DURHAM (WTVD) -- With a new school year about to start, health officials are reminding you to make sure your children are up-to-date on their vaccinations.
"For Pre-K and kindergartners, we want to definitely make sure they're up to date on their MMR (measles mumps rubella) and the vaccine for chicken pox (varicella,)" explains Nicole Swiner, MD, with Durham Family Physicians.
In addition to those vaccinations, 4 to 6 year olds need to have their DTaP (Diphtheria, Tetanus, Pertussis) for whooping cough and tetanus, along with IPV, for polio.
For more on requirements for 4-6 year olds, click here.
Students entering 7th grade, or who are about to turn 12, must now have a Tdap booster for tetanus, diphtheria and whooping cough.

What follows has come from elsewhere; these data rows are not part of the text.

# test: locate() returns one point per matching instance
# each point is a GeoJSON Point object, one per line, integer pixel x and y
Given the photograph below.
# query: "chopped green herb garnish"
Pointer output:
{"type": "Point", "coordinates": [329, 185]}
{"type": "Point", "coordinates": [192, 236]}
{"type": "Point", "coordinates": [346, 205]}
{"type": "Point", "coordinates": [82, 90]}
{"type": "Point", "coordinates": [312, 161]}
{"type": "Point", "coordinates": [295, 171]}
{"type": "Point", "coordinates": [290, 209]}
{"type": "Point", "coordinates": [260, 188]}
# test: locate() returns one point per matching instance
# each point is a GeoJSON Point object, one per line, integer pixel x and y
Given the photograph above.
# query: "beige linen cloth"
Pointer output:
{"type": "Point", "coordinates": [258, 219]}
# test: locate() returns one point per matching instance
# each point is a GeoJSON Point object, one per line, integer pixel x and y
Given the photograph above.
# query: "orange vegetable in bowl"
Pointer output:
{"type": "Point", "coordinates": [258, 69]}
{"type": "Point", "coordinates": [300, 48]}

They are also required to have the meningococcal conjugate vaccine, which is a protection against meningitis.
These requirements are new this year, giving students 30 days from the start of the school year to comply before being suspended.

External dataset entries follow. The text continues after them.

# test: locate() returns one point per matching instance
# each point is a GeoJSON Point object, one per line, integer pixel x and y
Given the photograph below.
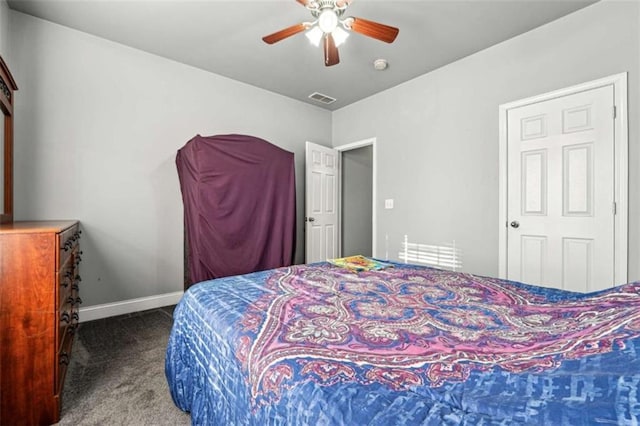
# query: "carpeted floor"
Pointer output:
{"type": "Point", "coordinates": [116, 375]}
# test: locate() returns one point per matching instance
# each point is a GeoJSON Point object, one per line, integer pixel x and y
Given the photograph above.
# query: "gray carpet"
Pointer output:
{"type": "Point", "coordinates": [116, 375]}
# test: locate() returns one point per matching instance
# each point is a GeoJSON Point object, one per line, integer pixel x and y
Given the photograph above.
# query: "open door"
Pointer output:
{"type": "Point", "coordinates": [321, 203]}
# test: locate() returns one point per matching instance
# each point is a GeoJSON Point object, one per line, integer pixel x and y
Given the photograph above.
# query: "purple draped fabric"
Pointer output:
{"type": "Point", "coordinates": [239, 203]}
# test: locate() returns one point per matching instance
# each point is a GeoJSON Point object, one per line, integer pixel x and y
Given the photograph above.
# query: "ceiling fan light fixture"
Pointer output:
{"type": "Point", "coordinates": [328, 21]}
{"type": "Point", "coordinates": [314, 35]}
{"type": "Point", "coordinates": [339, 36]}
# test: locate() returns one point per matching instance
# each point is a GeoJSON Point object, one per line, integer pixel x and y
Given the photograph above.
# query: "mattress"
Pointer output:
{"type": "Point", "coordinates": [322, 344]}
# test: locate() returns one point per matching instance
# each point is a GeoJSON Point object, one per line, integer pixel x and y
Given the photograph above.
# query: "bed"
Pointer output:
{"type": "Point", "coordinates": [322, 344]}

For more on requirements for 7th grade, click here.
"I think they're really important, not only for the protection of that particular patient, but also for what's called herd immunity," Swiner said. "You're protecting the people around you."
She also cautions that cases of whooping cough are emerging in some areas in central North Carolina.
"We got a report from the Orange County Health Department, and I think we had a number of cases in Durham, but it's definitely spreading," she shares.
As for the safety of vaccines, Swiner stands by the medical community at large in supporting them. She encourages patients to do their research and separate fact from fiction.
"There's a lot of information out there on the internet and the media that is not correct, like with the MMR vaccine. It was actually proven that the reports were falsified that it was a dangerous vaccine."
Swiner has advice for parents that are still skeptical.
"Be honest about it, bring it up to your doctor. If you have stories or articles that people have shared with you, bring it to the doctor's visit so you can talk about it," she says.
For more common questions about vaccines including their safety, click here.
North Carolina only allows exemptions for medical and religious reasons.